Federico Fuentes Hanna Perekhoda
Ao invadir a Ucrânia, o presidente russo Vladimir Putin declarou que os ucranianos não existiam, que o estado ucraniano era um erro histórico e que ele estava simplesmente retomando o que era da Rússia. Putin procurou justificar sua guerra como necessária para proteger os falantes de russo, particularmente aqueles em Donbas, no leste da Ucrânia.
A socialista ucraniana Hanna Perekhoda nasceu e foi criada em Donbas. Ela é doutoranda em história na Universidade de Lausanne, na Suíça, e é ativa na Rede Europeia de Solidariedade com a Ucrânia.

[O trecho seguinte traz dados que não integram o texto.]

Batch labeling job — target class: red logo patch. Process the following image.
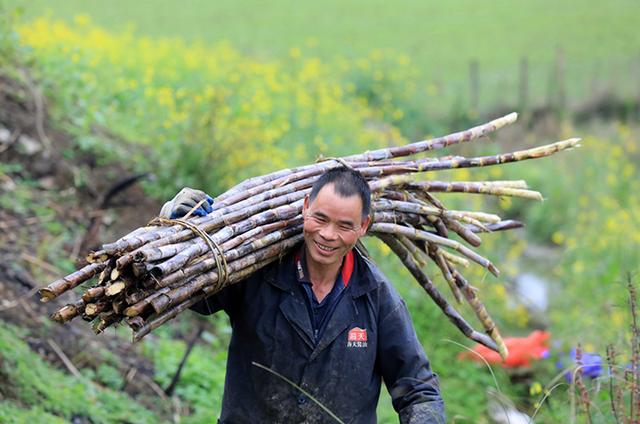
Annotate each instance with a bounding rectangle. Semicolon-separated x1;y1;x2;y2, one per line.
348;327;367;342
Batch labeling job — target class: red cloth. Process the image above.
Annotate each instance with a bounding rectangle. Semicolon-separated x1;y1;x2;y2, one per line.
458;330;551;368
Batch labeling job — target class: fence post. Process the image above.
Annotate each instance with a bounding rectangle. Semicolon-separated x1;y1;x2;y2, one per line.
469;59;480;114
554;47;567;116
518;57;529;114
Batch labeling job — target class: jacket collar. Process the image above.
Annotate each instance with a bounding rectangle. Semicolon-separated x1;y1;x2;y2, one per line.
265;244;383;299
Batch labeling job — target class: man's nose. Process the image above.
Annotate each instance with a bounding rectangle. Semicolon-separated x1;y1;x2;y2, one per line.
319;222;337;240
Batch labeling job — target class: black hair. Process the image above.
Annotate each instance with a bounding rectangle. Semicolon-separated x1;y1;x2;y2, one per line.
309;166;371;218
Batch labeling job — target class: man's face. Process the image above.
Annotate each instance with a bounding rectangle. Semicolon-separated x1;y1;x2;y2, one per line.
302;184;370;266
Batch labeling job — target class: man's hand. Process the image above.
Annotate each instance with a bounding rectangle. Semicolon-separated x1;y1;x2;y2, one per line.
159;187;213;219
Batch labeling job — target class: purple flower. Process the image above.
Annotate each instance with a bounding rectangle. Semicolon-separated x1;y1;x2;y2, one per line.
556;348;602;382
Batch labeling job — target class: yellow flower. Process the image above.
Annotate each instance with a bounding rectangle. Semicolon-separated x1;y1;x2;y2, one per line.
551;231;565;244
289;47;302;59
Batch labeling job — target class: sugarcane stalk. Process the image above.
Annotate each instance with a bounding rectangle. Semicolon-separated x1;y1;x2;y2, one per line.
133;256;279;342
38;263;107;302
151;234;302;314
92;311;122;334
451;267;509;361
427;243;463;304
50;299;85;324
380;234;498;351
370;223;500;277
156;224;302;287
82;286;104;303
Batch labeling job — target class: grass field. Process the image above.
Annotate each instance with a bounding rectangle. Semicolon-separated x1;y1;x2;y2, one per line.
6;0;640;112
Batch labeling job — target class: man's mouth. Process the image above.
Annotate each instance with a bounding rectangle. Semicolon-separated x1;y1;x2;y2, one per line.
315;241;337;253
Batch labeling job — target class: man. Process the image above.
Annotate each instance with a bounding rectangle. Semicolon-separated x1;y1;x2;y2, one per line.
163;168;444;423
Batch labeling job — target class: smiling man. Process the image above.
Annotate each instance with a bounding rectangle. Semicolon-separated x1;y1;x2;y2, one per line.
163;168;444;424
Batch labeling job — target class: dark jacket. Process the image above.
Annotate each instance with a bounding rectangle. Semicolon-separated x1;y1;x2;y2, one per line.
192;247;444;423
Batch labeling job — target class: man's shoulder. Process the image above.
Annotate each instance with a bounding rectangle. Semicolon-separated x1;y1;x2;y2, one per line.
356;252;402;303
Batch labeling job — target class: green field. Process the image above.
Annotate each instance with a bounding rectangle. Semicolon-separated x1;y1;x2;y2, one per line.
7;0;640;112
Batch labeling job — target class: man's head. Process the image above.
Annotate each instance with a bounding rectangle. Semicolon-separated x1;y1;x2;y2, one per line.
303;167;371;266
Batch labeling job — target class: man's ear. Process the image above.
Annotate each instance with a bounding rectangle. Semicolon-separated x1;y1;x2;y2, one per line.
302;194;309;219
358;215;371;237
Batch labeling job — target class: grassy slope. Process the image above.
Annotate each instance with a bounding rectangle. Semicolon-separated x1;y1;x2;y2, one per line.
8;0;640;108
0;322;158;423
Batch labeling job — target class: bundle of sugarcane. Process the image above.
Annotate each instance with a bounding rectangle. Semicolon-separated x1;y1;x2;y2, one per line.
40;113;579;356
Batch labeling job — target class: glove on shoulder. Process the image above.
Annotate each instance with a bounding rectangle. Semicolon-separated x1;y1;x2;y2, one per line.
159;187;213;219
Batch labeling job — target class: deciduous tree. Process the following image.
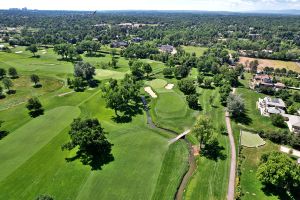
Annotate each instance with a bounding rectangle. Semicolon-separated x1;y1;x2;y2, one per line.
26;44;38;56
26;97;44;117
62;118;112;169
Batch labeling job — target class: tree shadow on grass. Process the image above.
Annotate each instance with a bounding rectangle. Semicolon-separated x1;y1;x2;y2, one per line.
29;109;44;118
232;111;252;125
0;131;8;140
7;90;17;95
66;143;114;170
261;185;300;200
112;104;143;123
201;139;227;161
85;53;105;58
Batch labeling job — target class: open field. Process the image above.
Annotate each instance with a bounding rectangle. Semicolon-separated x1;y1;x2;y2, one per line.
239;57;300;73
152;140;188;200
184;89;230;200
241;131;266;147
145;79;167;89
241;141;278;200
150;88;199;133
0;76;64;110
183;46;207;56
0;47;187;199
95;69;126;80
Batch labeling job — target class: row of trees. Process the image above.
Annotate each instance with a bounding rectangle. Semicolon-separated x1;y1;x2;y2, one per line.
102;74;142;118
67;61;97;91
129;60;153;80
256;152;300;199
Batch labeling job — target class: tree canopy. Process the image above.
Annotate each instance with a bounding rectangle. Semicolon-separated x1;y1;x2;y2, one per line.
62;118;113;170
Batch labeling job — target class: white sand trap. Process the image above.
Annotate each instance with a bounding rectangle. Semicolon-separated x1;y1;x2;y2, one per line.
171;48;177;55
280;146;290;153
144;87;157;98
165;83;174;90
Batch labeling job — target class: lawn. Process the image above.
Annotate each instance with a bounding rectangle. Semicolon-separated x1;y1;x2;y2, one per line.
145;79;168;90
152;140;189;200
241;141;278;200
150;88;198;133
0;76;64;110
241;131;266;147
95;69;125;80
0;106;80;181
239;57;300;73
0;47;187;199
184;89;230;200
183;46;208;57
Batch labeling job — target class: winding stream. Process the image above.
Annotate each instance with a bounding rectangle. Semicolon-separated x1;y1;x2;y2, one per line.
141;96;197;200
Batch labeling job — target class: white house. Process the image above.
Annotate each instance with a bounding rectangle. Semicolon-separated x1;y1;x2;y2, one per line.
257;97;286;117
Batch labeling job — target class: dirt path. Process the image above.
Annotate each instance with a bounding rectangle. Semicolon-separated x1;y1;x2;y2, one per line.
142;96;197;200
225;88;236;200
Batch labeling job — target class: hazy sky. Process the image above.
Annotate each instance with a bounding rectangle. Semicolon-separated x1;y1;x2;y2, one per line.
0;0;300;11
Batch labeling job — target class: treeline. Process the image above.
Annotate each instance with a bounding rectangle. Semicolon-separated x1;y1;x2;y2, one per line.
0;11;300;60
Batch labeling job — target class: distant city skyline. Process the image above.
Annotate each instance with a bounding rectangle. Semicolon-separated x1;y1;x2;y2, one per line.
0;0;300;11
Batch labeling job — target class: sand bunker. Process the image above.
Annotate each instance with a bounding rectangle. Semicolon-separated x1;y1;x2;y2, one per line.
144;87;157;98
165;83;174;90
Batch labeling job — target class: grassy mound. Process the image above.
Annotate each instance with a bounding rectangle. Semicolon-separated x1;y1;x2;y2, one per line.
0;76;63;110
155;91;187;119
0;106;80;181
150;88;198;133
241;131;266;147
146;79;168;89
152;140;189;200
95;69;125;80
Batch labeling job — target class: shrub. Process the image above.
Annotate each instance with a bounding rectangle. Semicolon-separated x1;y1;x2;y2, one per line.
270;114;285;127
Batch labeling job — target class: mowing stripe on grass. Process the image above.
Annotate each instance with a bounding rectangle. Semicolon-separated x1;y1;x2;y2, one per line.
0;106;80;181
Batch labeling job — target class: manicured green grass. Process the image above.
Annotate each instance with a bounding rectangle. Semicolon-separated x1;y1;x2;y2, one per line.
152;140;189;200
0;47;187;199
241;131;266;147
184;89;230;200
0;76;64;110
0;106;80;181
241;141;278;200
183;46;207;57
0;47;73;77
145;79;168;90
150;88;198;132
95;69;125;80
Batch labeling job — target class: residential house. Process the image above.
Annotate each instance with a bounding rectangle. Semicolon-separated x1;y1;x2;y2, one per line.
159;45;175;53
282;114;300;134
110;41;128;48
131;37;143;43
257;97;300;134
257;97;286;117
250;74;285;90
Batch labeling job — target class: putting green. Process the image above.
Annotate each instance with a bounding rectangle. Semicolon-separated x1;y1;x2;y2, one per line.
146;79;168;89
95;69;125;80
155;90;187;119
0;106;80;181
241;131;266;147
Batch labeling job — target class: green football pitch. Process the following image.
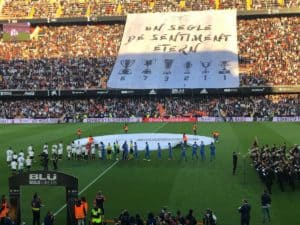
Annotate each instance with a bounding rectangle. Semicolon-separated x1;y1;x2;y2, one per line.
0;122;300;225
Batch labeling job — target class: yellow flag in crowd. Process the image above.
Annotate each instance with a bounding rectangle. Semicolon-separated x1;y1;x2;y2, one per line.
28;6;35;19
86;4;91;17
278;0;284;6
246;0;252;10
215;0;220;9
117;3;122;14
179;0;185;9
55;4;63;17
149;1;155;9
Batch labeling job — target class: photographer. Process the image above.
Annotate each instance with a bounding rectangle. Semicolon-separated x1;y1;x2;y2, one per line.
203;209;217;225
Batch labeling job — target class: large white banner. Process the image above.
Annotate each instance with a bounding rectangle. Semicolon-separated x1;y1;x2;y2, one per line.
75;133;214;151
108;10;239;89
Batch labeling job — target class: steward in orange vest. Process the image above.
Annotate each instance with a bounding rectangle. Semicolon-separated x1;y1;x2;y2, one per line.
0;195;9;224
74;200;86;225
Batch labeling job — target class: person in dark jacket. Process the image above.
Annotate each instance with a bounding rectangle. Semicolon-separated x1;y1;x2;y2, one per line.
261;190;271;223
239;200;251;225
31;193;42;225
44;211;54;225
203;209;217;225
185;209;197;225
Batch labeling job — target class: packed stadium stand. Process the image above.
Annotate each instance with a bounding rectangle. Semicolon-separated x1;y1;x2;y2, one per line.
0;95;300;121
0;0;300;118
0;0;300;18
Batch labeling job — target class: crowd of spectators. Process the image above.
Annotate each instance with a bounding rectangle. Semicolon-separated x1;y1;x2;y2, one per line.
0;95;300;119
250;141;300;193
0;16;300;90
0;0;300;18
115;208;217;225
0;25;124;89
238;17;300;86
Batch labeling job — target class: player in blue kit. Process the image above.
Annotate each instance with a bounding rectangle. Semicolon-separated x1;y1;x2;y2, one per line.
180;142;187;161
209;142;216;161
145;142;151;161
200;141;206;161
157;143;162;160
100;141;106;159
122;141;128;160
133;142;139;159
192;141;198;159
168;142;173;160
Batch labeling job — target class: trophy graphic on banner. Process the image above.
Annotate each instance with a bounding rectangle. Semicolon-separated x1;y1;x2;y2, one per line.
119;59;135;74
142;59;155;74
164;59;174;74
184;61;193;74
219;60;230;80
200;61;211;80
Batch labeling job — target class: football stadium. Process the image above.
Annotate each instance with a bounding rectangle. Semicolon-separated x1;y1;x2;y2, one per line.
0;0;300;225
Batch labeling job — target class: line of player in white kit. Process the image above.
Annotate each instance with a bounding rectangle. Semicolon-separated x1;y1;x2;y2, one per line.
6;145;35;173
6;142;64;174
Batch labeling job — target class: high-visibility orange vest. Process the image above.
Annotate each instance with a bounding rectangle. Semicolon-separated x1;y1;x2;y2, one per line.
0;202;8;218
74;204;85;220
82;202;89;212
183;135;187;142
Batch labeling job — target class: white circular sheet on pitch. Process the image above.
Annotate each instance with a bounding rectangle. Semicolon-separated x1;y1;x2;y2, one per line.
75;133;214;151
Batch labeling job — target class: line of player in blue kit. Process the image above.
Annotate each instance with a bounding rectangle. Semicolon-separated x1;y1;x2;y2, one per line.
118;141;216;161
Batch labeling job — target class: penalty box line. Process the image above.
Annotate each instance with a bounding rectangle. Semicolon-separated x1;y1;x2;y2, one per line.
54;123;166;216
54;161;119;216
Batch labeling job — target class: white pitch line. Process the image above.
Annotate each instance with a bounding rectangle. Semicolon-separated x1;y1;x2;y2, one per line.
54;161;119;216
54;123;167;216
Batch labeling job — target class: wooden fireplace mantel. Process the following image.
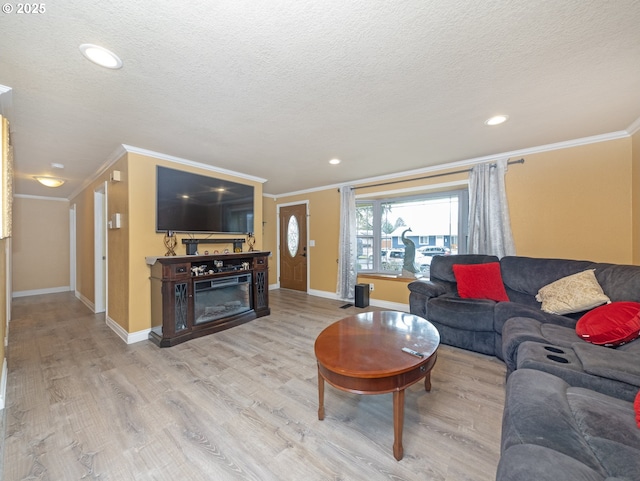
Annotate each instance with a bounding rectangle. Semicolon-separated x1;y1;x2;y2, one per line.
146;251;271;347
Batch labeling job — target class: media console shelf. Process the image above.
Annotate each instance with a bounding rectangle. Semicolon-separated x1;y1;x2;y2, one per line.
146;251;271;347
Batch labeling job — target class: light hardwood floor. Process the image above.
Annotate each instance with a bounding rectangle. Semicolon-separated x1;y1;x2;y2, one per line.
3;290;505;481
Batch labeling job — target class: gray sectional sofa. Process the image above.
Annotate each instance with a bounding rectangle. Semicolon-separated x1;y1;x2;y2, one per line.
409;255;640;481
496;369;640;481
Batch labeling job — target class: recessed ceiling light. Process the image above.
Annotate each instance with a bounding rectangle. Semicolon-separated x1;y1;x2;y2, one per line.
80;43;122;69
484;115;509;125
34;176;64;187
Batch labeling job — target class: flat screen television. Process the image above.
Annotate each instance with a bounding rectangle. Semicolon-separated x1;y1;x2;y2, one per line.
156;166;254;234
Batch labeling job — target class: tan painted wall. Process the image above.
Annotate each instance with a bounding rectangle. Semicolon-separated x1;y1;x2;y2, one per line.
128;153;262;332
631;130;640;264
256;197;278;285
265;138;638;304
0;231;6;385
506;138;633;264
72;153;262;333
71;186;95;303
107;155;131;330
11;197;70;293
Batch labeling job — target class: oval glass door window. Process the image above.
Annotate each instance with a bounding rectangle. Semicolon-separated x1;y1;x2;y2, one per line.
287;215;300;257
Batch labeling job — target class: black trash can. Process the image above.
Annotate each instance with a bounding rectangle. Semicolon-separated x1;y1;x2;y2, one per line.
355;284;369;307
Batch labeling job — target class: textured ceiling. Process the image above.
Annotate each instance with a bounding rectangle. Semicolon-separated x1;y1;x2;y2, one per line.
0;0;640;197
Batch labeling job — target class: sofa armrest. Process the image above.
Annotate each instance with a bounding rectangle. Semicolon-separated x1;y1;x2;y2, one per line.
409;279;452;298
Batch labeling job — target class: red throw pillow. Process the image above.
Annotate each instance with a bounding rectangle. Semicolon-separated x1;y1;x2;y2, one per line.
453;262;509;301
576;301;640;346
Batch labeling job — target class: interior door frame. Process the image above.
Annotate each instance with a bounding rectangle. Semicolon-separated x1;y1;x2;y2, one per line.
93;181;109;315
276;199;311;293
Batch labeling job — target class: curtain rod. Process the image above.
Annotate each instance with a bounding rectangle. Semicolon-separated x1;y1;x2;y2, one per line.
338;159;524;191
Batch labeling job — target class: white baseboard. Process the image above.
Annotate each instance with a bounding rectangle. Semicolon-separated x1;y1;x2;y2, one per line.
106;317;151;344
76;291;96;312
11;286;71;297
0;359;9;410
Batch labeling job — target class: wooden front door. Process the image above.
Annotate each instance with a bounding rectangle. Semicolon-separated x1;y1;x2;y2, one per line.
280;204;307;292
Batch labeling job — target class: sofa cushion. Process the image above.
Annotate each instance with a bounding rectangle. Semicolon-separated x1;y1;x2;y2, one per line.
497;369;640;481
536;269;611;314
427;296;495;332
576;301;640;346
453;262;509;301
572;342;640;387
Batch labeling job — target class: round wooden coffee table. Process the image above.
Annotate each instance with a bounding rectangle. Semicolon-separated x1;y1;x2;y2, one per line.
315;311;440;461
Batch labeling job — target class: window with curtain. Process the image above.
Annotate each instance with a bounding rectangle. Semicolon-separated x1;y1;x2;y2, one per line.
356;189;469;277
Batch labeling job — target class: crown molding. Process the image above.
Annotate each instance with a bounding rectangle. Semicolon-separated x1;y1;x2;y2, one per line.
274;128;640;199
13;194;69;202
627;117;640;135
0;85;13;121
68;145;127;200
122;144;267;184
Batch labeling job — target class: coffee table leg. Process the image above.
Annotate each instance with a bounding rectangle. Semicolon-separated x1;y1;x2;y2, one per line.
424;371;431;392
393;389;404;461
318;367;324;421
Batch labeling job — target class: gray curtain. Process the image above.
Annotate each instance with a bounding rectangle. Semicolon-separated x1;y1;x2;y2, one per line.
336;185;357;300
469;159;516;257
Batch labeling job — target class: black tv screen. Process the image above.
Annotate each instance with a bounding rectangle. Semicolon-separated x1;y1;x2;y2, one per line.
156;166;253;234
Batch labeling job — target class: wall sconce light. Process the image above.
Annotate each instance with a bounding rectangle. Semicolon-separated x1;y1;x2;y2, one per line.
34;176;64;187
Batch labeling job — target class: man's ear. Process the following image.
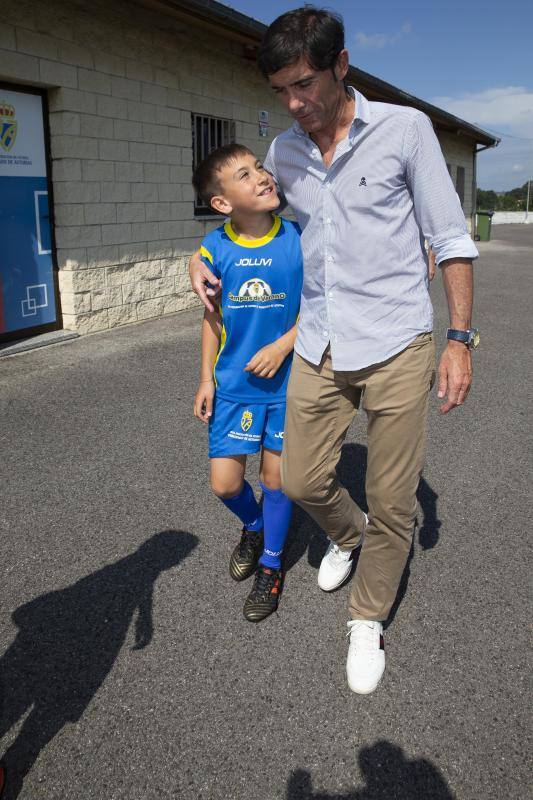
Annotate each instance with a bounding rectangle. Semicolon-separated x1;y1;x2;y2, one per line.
211;194;233;217
333;48;350;81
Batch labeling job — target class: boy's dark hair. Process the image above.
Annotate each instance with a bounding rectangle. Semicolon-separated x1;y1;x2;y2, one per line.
192;142;253;206
258;5;344;77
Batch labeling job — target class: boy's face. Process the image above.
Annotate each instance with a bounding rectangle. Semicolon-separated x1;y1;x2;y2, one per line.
211;153;279;216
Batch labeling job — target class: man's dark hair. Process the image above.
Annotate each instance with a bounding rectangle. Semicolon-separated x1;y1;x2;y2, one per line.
192;142;253;206
258;5;344;77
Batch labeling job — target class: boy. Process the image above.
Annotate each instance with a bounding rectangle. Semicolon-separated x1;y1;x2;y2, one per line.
193;144;303;622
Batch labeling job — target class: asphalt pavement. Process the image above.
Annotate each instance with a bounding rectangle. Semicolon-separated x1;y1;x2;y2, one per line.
0;225;533;800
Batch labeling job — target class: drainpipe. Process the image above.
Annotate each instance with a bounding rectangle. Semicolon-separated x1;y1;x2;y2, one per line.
471;139;501;241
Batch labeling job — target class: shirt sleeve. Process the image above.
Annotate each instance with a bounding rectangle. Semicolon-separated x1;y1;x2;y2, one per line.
403;112;479;264
200;235;221;278
263;139;288;211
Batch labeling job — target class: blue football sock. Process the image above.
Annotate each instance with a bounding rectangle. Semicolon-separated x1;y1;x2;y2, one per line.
259;483;292;569
220;481;263;531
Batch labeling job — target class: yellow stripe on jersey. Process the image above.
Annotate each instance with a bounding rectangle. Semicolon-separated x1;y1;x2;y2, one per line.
222;214;281;248
200;245;213;264
213;306;227;388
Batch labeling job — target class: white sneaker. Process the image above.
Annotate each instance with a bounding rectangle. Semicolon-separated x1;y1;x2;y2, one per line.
318;514;368;592
346;619;385;694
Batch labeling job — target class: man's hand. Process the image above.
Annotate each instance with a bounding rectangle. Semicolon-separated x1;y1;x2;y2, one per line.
244;342;287;378
189;250;220;311
194;379;215;424
438;341;473;414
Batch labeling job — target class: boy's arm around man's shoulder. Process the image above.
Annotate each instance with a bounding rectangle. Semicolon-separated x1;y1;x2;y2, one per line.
194;309;222;423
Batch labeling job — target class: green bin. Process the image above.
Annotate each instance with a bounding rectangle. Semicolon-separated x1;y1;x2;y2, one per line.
476;211;494;242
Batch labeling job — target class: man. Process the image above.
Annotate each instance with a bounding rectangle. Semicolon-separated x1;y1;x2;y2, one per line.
190;6;477;694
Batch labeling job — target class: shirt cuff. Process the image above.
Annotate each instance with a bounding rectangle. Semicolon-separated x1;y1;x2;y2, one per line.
431;233;479;267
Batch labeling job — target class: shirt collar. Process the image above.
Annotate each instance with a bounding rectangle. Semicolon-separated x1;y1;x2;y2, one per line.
292;86;370;138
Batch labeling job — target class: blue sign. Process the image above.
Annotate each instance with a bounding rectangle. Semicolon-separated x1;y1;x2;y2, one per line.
0;89;57;334
0;177;56;333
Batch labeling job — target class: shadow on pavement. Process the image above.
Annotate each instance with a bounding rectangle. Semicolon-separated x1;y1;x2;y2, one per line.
286;741;454;800
0;530;198;800
285;443;441;626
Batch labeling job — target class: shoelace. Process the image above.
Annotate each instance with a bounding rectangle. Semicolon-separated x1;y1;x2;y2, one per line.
329;542;351;564
346;619;376;651
251;569;276;597
239;532;257;558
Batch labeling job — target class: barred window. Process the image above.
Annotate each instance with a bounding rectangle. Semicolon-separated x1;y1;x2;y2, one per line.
455;167;465;206
191;114;235;217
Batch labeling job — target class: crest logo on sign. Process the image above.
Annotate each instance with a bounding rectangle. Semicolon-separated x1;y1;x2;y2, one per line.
0;100;17;153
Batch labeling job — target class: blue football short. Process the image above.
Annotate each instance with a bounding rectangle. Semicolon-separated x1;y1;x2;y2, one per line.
209;396;285;458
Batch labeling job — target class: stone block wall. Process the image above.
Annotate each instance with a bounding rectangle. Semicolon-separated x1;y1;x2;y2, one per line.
0;0;290;333
0;0;473;333
437;131;475;229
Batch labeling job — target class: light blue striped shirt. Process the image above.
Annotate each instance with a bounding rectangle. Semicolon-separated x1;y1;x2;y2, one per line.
265;87;478;370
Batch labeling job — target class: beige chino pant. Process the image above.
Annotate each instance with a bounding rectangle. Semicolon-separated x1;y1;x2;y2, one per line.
281;333;435;620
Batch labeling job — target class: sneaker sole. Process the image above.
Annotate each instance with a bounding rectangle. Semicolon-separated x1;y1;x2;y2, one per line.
348;678;381;694
242;602;279;622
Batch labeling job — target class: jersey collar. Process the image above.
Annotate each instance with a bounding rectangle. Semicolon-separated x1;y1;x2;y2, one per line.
224;214;281;247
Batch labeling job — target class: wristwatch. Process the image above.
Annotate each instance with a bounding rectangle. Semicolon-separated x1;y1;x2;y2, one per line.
446;328;480;350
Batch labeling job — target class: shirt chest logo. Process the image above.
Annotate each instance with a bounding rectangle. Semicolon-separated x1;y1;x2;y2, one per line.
235;258;272;267
228;278;286;303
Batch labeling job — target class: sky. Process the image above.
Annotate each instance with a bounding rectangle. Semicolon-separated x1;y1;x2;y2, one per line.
223;0;533;191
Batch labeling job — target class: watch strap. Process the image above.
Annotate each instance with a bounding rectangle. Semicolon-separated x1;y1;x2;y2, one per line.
446;328;471;344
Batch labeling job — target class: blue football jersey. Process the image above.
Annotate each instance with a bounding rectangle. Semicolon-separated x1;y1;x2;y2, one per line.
200;216;303;403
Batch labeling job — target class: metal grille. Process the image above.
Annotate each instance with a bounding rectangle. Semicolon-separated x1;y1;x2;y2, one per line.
455;167;465;206
191;114;235;216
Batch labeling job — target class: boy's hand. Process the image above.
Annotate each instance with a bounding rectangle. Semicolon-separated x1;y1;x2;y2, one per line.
194;378;215;424
189;250;220;311
244;342;286;378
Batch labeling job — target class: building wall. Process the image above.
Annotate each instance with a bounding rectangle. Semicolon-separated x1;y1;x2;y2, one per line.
0;0;478;333
437;132;475;230
0;0;289;333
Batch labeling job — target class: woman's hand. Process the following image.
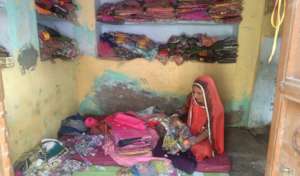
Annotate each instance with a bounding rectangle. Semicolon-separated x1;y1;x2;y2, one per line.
183;139;192;150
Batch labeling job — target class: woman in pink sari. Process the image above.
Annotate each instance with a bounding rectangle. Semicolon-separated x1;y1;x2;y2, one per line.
180;76;224;161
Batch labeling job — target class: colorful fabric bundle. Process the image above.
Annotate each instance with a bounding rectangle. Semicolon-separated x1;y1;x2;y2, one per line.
97;0;151;24
38;25;79;60
158;34;238;64
97;0;242;24
35;0;77;22
176;0;211;21
98;32;158;60
0;46;9;57
144;0;175;20
150;117;191;155
208;0;243;23
106;113;158;155
130;160;177;176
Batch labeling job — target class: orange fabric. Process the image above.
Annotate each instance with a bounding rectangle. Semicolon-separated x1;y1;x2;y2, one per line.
35;4;52;15
187;76;224;161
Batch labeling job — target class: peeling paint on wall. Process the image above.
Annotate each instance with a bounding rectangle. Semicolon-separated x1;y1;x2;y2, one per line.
224;95;250;126
80;70;185;115
18;44;38;73
248;37;281;127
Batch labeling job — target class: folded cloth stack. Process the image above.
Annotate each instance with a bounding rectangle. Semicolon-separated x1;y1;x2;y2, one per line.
97;0;242;24
106;113;157;156
144;0;175;20
35;0;77;22
0;46;9;57
97;0;151;24
176;0;211;21
157;34;238;64
208;0;243;23
98;32;158;60
38;25;79;60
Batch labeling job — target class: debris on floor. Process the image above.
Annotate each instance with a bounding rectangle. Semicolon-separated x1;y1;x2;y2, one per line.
15;108;234;176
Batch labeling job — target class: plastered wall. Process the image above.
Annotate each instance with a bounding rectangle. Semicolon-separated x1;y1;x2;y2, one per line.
77;0;265;126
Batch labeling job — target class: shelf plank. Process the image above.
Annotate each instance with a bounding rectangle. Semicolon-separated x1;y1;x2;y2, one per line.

Federico Fuentes, da Green Left, entrevistou Perekhoda sobre a relação da Rússia com a Ucrânia, o papel da língua no conflito e a realidade do Donbas.
Você poderia explicar a natureza das relações entre a Rússia e a Ucrânia?
Para entender a guerra que Putin está travando contra a Ucrânia, é necessário considerar a auto-percepção e percepção do mundo forjado dentro da classe política russa, e o lugar que eles reservam para a Ucrânia dentro dela.
Para Putin, ucranianos e russos são “um e o mesmo povo”, enquanto a identidade nacional distinta dos ucranianos é uma conspiração tramada por aqueles que querem enfraquecer a Rússia. As elites czaristas também acreditavam que as potências rivais alimentavam o sentimento nacional ucraniano.
Há uma expressão bem conhecida: “A Rússia não tinha um império, era um império”. Suas colônias não estavam separadas geograficamente nem politicamente do núcleo imperial. O controle sobre a Ucrânia é uma pedra angular do projeto do império russo, mas também – e acima de tudo – do projeto da Nação Russa.
Sem a Ucrânia, a Rússia nunca teria se tornado uma potência imperial que se estendia pela Europa e Ásia; ao mesmo tempo, para as elites nacionalistas russas, sua nação é incompleta, se não impossível, sem os ucranianos dentro dela.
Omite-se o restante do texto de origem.